Ils existent pourtant, mais ils disparaissent presque entièrement du récit visuel de la ville. Ce n’est peut-être pas une omission, mais une sélection. Peut-être est-ce aussi un vieux réflexe collectif à ne montrer ce qui flatte le regard et laisser hors champ ce qui pourrait troubler la carte postale, ce qui pourrait être déplaisant, inesthétique. A ne montrer que ce qui beau, photogénique, « instragramable ». Depuis toujours, les cartes postales mentent un peu. Les réseaux sociaux ont simplement perfectionné l’exercice.
Sauf qu’aujourd’hui, les villes ne sont plus seulement construites, elles sont désormais éditées. Les moteurs de recherche, les plateformes touristiques, les photographes, les influenceurs et les réseaux sociaux fabriquent une ville officielle, celle que l’on montre et que l’on vend. Pendant ce temps, la ville quotidienne, celle que l’on habite, demeure largement hors champ. L’urbanisme produit la ville, tandis que les plateformes produisent son mythe.
Essaouira possède ainsi deux géographies, l’une est vécue, l’autre est racontée, l’une est faite de compromis, d’ajustements et parfois d’erreurs, l’autre est soigneusement cadrée, photographiée, filtrée et répétée jusqu’à devenir l’image universelle de la ville.

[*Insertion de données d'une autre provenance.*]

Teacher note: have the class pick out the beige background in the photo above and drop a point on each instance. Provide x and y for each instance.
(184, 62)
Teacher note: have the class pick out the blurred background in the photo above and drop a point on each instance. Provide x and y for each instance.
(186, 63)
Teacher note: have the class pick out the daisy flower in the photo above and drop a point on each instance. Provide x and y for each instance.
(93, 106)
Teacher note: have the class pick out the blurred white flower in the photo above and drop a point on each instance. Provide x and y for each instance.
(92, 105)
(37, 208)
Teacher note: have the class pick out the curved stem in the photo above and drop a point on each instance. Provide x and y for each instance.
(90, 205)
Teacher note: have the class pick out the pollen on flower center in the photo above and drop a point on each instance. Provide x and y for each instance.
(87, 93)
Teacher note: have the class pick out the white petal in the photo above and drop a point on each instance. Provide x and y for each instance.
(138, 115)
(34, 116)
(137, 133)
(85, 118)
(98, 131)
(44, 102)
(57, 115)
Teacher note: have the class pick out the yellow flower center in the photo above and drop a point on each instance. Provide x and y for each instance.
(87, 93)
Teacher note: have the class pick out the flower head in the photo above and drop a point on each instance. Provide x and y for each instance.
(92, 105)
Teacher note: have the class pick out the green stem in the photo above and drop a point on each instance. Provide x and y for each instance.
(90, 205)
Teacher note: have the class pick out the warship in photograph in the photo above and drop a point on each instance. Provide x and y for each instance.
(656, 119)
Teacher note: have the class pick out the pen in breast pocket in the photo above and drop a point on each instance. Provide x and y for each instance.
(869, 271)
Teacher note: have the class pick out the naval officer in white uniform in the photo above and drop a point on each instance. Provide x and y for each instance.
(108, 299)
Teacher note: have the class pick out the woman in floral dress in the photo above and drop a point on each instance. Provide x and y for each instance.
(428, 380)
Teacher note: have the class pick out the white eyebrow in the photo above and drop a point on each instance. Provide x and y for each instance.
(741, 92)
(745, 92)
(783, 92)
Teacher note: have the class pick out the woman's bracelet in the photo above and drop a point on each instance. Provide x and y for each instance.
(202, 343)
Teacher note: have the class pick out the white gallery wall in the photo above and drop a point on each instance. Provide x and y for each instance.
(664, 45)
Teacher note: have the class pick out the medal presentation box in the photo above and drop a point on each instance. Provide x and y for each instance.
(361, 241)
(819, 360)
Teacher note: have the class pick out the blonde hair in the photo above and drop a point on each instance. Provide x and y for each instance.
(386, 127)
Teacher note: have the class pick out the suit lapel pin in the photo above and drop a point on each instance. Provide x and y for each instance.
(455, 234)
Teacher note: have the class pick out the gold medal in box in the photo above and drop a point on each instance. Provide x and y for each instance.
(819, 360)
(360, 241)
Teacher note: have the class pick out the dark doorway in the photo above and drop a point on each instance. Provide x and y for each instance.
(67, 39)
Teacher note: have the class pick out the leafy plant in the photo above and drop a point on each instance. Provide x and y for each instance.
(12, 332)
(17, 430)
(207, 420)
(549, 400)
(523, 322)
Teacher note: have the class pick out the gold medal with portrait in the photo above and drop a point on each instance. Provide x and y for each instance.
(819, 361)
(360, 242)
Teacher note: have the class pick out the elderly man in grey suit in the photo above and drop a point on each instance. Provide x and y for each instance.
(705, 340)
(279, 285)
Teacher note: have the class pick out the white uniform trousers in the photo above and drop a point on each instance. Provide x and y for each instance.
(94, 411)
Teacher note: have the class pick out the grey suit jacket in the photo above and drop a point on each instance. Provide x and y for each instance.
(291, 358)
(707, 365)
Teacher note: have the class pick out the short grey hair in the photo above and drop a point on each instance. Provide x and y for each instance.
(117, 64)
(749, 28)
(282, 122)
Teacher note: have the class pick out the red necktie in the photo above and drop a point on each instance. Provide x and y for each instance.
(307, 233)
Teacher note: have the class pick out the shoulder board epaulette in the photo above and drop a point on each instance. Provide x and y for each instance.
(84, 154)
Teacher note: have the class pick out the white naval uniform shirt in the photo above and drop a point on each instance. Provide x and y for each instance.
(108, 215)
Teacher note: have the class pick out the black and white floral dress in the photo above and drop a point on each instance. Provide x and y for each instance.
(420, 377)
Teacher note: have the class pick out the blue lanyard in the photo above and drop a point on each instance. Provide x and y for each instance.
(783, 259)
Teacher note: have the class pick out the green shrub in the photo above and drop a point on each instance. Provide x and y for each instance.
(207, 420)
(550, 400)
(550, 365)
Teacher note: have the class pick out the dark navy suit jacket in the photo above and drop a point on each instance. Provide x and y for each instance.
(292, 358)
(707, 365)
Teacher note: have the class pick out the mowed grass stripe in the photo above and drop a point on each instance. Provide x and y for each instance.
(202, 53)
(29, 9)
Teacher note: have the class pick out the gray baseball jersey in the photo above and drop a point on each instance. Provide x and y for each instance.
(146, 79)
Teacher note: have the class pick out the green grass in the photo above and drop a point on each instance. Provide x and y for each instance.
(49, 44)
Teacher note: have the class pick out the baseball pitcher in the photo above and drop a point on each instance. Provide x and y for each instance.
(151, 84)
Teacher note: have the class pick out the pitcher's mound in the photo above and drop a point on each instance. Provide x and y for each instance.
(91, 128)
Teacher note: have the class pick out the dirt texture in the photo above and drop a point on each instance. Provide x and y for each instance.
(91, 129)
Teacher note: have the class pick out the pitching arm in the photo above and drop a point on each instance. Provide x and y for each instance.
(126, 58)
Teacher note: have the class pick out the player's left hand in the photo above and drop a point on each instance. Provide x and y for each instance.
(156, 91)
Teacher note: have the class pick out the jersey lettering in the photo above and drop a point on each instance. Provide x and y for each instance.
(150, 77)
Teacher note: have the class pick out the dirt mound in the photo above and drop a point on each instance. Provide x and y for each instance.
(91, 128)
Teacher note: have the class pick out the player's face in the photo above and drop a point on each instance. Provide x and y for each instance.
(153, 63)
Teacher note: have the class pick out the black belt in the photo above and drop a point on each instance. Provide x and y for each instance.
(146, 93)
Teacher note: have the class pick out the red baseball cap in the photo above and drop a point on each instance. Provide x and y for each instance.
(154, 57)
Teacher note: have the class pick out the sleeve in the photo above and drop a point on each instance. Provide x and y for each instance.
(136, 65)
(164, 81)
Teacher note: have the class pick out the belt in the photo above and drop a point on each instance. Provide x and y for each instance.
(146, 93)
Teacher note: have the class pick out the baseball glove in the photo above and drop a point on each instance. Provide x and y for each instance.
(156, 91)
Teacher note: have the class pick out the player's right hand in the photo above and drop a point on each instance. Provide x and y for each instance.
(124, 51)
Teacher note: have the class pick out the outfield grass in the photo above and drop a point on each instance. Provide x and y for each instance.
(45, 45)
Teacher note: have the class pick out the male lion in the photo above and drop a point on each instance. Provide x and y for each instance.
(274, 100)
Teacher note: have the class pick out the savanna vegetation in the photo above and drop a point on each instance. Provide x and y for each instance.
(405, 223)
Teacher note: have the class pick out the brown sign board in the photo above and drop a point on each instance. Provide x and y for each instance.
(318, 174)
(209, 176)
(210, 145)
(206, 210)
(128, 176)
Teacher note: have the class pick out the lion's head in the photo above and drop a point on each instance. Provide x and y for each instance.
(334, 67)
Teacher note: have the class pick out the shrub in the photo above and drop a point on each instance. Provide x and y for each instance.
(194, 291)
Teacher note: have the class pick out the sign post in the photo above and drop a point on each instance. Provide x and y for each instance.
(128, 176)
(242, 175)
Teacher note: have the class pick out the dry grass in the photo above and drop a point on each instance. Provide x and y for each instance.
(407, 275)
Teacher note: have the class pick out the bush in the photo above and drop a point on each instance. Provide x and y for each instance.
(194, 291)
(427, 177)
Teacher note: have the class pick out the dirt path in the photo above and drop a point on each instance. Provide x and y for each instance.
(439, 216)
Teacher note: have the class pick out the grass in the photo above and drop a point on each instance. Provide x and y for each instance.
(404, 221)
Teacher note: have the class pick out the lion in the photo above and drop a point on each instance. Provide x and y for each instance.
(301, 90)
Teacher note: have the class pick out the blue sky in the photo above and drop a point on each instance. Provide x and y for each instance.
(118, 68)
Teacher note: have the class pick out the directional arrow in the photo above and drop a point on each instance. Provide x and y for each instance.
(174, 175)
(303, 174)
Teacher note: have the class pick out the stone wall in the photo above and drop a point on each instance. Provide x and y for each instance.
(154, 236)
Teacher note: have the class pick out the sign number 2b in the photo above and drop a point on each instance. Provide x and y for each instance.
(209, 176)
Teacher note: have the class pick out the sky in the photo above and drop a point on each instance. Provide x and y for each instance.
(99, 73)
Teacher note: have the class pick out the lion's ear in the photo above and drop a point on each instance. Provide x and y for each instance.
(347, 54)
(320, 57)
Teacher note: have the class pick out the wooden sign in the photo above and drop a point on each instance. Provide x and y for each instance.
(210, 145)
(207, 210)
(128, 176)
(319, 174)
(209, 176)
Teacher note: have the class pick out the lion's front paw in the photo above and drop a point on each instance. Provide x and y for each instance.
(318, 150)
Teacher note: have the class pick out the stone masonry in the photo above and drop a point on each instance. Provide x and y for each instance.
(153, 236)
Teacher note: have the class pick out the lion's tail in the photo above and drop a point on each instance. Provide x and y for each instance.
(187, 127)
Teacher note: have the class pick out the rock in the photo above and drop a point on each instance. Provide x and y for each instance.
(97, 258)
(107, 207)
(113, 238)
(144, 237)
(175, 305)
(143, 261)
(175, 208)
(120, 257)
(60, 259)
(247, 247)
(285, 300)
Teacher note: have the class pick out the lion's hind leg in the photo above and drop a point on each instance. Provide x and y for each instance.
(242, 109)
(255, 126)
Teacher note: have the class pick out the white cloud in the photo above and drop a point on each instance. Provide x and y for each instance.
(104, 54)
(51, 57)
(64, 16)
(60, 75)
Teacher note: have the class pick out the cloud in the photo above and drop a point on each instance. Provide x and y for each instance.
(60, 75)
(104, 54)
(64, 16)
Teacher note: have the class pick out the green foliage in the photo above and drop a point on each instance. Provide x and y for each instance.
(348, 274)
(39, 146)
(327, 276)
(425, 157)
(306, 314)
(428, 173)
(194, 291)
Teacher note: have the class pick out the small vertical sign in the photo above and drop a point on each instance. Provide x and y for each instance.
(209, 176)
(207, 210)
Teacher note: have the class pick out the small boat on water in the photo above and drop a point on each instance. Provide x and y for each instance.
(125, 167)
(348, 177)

Le problème, au fond, ne concerne pas seulement Essaouira, mais traverse la plupart de nos villes. Nous héritons volontiers des chefs-d’œuvre du passé. Nous savons les préserver, les restaurer, les raconter, mais nous peinons encore à prolonger l’intelligence qui les a fait naître.

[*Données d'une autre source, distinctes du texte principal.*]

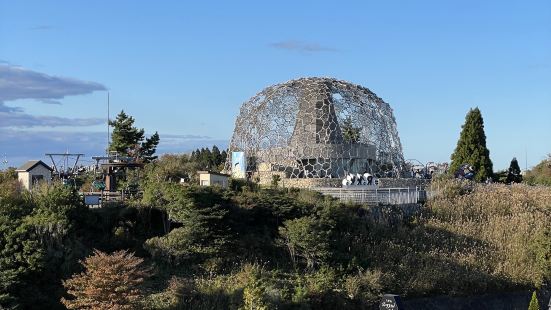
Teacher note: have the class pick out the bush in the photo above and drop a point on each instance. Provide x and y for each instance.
(109, 282)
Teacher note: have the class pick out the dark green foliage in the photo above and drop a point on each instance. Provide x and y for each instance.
(471, 147)
(540, 174)
(275, 180)
(130, 141)
(534, 304)
(513, 174)
(209, 160)
(38, 245)
(200, 216)
(307, 238)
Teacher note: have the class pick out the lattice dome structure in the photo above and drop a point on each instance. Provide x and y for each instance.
(316, 128)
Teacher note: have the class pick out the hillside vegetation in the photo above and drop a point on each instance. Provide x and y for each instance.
(251, 248)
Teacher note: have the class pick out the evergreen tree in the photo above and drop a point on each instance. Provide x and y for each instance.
(130, 141)
(513, 174)
(534, 305)
(471, 148)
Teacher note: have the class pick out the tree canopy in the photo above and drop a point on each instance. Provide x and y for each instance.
(129, 140)
(471, 147)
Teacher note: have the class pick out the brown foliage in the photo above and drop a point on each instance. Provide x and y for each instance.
(109, 282)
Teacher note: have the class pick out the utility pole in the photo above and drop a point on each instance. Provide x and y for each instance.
(108, 133)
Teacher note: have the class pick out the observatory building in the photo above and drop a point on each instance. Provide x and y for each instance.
(314, 129)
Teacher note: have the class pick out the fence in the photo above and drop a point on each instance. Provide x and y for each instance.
(376, 196)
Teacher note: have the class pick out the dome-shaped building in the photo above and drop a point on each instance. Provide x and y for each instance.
(314, 128)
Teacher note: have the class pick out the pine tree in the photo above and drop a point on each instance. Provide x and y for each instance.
(109, 282)
(513, 174)
(130, 141)
(534, 304)
(471, 148)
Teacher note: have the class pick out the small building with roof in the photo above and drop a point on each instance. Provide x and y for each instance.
(33, 172)
(210, 178)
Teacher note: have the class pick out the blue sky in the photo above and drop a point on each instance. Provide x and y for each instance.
(184, 68)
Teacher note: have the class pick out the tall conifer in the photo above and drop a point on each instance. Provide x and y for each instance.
(471, 148)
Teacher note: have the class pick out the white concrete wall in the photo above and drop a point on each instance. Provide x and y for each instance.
(24, 177)
(213, 179)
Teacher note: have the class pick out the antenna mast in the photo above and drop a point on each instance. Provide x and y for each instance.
(108, 133)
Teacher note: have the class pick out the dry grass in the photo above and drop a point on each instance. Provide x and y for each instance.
(509, 228)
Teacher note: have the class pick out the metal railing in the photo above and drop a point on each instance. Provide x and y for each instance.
(376, 196)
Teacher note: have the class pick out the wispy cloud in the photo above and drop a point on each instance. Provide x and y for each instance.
(11, 118)
(41, 27)
(301, 46)
(22, 145)
(20, 83)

Nous conservons les formes mais oublions souvent la méthode. C’est peut-être cela, finalement, le véritable héritage de Sidi Magdoul. Il ne nous a pas seulement laissé une ville. Il nous a laissé une manière de regarder le territoire. Nous avons appris à restaurer les pierres, mais nous avons oublié de transmettre l’intelligence qui les avait ordonnées. Nous avons conservé son œuvre mais perdu son regard.
Décidément, Sidi Magdoul avait du goût.